NEW HAVEN – China’s currency, the renminbi, has been weakening in recent months, resurrecting familiar charges of manipulation, competitive devaluation, and beggar-thy-neighbor mercantilism. In mid-April, the US Treasury expressed “particularly serious concerns” over this development, underscoring what has long been one of the most contentious economic-policy issues between the United States and China.
This is a timeworn debate – politically inspired and grounded in bad economics – that does a serious disservice to both sides by diverting attention from far more important issues affecting the US-China economic relationship. Taken to its extreme, America’s accusations risk pushing the world’s two largest economies down the slippery slope of trade frictions, protectionism, or something even worse.

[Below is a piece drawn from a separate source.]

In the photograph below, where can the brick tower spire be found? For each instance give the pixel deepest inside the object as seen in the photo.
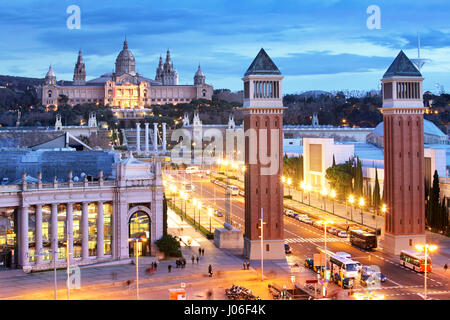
(403, 110)
(263, 124)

First, the facts: Since hitting its high watermark on January 14, 2014, the renminbi has depreciated by 3.4% relative to the US dollar through April 25. This follows a cumulative appreciation of 37% since July 21, 2005, when China dropped its dollar peg and shifted its currency regime to a so-called “managed float.” Relative to where it started nearly nine years ago, the renminbi is still up 32.5%.
Over the same period, there has been a dramatic adjustment of China’s international balance-of-payments position. The current-account surplus – the most telling symptom of an undervalued currency – has narrowed from a record 10.1% of GDP in 2007 to just 2.1% in 2013. The International Monetary Fund’s latest forecast suggests that the surplus will hold at around 2% of GDP in 2014.